These networks intrigue brand advertisers for one particularly compelling reason: it can take the rich visuals video based content and the dynamic capabilities of online and mash that together on screens facing consumers in the most contextually powerful moments – when people are actually in stores shopping, or in places, like frequented throughout their daily activity, when targeted messages can be particularly meaningful.

These networks of screens, when well organized vertically and geographically, let planners be highly efficient in their targeting – getting the message in front of the audience that really matters, and tuning that message by things like demographic profile, dominant language, time of day or even reacting and adjusting based on things like POS transactions.

This is part of a brand new, on-demand experience that reaches consumers across multiple touch-points.
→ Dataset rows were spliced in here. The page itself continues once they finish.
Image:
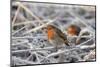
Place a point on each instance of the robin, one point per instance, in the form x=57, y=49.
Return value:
x=56, y=37
x=73, y=30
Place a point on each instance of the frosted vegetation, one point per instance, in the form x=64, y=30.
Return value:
x=29, y=36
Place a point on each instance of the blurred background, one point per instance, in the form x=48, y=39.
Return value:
x=29, y=35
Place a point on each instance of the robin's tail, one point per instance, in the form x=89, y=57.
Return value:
x=66, y=42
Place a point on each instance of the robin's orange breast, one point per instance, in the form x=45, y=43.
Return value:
x=51, y=34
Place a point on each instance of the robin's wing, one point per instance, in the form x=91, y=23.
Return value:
x=62, y=35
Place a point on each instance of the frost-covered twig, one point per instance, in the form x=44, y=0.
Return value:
x=14, y=19
x=22, y=60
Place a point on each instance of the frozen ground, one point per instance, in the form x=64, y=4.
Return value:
x=29, y=38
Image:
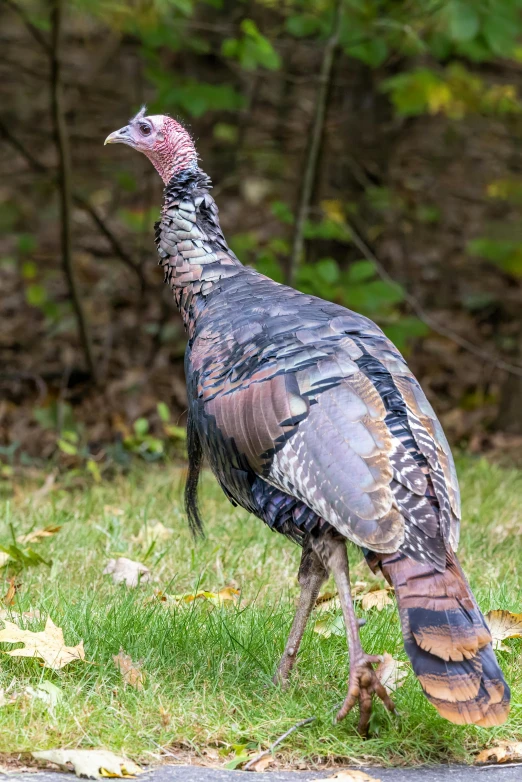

Activities that might start on one medium get broadened by other mediums and then reach, using public screens, right into where people are gathering. Consider a beer product promotion targeting sports fan that starts with in-store POP and broadcast, drives people online, encourages people to enter and interact through mobile and social, and then pulls all that promotion together on targeted screens in sports bars, where the engagement can be driven even further.

In pure marketing terms, it has always made infinitely more sense to advertise goods in the immediate vicinity of where goods are sold. This is especially true considering today’s consumer behavior and media consumption patterns. Marketers get more excited by the notion of advertising when people are shopping, than they do pitching people when they’re comfortably lodged on a sofa. There is now plenty of evidence, from retailers as large as Walmart, showing screens in retail have a fully validated double-digit lift impact on promoted items.

Forecasts are just that, but industry analysts like PQ Media and BIA/Kelsey both predict high growth rates for digital OOH media spending. PQ Media expects a compound annual growth rate of 9.4% through 2014 in the U.S., while BIA/Kelsey says the medium will be a $3.7 billion business by 2013.